Extraction of Polygon Footprints from Lidar Data in Urban Environment

Accurate extraction of building footprints is important for the calculation of sustainable urban form indexes. In this study automatic extraction methods have been investigated for the building reconstruction. It is found that buildings with closed polygon footprints are difficult to obtain the desired accuracy. In this paper, a semi-automatic approach is proposed for the extraction of closed polygon footprints from lidar data. Two types of closed polygons have been investigated, where one type is a simple closed polygon and the other is a complex combination of multiple polygons.
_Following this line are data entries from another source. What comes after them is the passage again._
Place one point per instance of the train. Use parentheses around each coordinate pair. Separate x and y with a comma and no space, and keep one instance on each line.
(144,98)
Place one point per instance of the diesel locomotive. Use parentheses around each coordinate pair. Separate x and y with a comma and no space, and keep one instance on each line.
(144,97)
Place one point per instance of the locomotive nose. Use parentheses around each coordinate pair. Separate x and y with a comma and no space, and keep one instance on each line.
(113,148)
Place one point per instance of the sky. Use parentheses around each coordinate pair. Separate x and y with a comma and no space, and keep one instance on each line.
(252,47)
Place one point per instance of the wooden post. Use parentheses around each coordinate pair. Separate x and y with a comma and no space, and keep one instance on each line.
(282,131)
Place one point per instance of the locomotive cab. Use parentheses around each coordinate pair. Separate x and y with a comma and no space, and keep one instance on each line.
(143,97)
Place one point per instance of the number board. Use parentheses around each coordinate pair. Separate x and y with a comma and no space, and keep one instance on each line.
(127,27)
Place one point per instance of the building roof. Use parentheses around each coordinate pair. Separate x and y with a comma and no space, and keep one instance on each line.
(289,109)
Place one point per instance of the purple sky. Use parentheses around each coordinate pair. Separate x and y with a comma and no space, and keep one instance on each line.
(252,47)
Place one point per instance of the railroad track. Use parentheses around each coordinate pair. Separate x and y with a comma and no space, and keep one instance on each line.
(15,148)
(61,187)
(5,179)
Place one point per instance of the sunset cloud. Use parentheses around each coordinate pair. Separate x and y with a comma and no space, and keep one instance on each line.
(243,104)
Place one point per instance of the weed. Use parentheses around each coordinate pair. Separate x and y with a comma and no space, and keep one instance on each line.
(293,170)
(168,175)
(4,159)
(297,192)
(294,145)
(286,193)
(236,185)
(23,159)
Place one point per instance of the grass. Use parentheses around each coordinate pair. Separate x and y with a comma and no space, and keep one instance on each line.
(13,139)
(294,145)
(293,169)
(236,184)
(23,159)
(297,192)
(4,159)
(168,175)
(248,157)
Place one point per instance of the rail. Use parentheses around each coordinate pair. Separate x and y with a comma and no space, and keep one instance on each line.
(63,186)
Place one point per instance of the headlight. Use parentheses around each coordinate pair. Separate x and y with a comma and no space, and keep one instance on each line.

From the reference data that is surveyed with a total station, the building footprints have been extracted. The extracted footprints from lidar data have been compared with the surveyed footprints using a confusion matrix and Kappa Index. It is concluded that our approach is reliable because the closed polygon footprints can be extracted with a high Kappa Index. This indicates that the proposed procedure is suitable to be utilized for cadastral mapping of remote built up areas.

Three Dimensional Spatial Metrics for Compactness Assessment of Urban Forms

Developing measurement tools to assess urban sustainability is one of the new streams in built environment; however, automated methods of urban form assessment are technically difficult. While planar characteristics of urban forms have been studied traditionally using the spatial metrics from remote sensing data such as Landsat images, height information of urban environments is now playing an important role in urban energy exchange (e.g. solar energy gains), urban air circulation (which is affected by interactions between terrain and buildings) and urban microclimate. As incorporating the planar metrics and the height information has been rarely attempted in the sustainable urban form studies, we propose an automatic technique for the quantification of 3-dimensional urban compactness which is o ne of the main factors influencing sustainability. In this paper, we aim to utilise one of autocorrelation statistics known as Moran’s for the assessment of urban form compactness, considering both layout and elevation attributes. Additionally, Getis-Ord statistic is also used for further investigation on concentration of low or high urban features.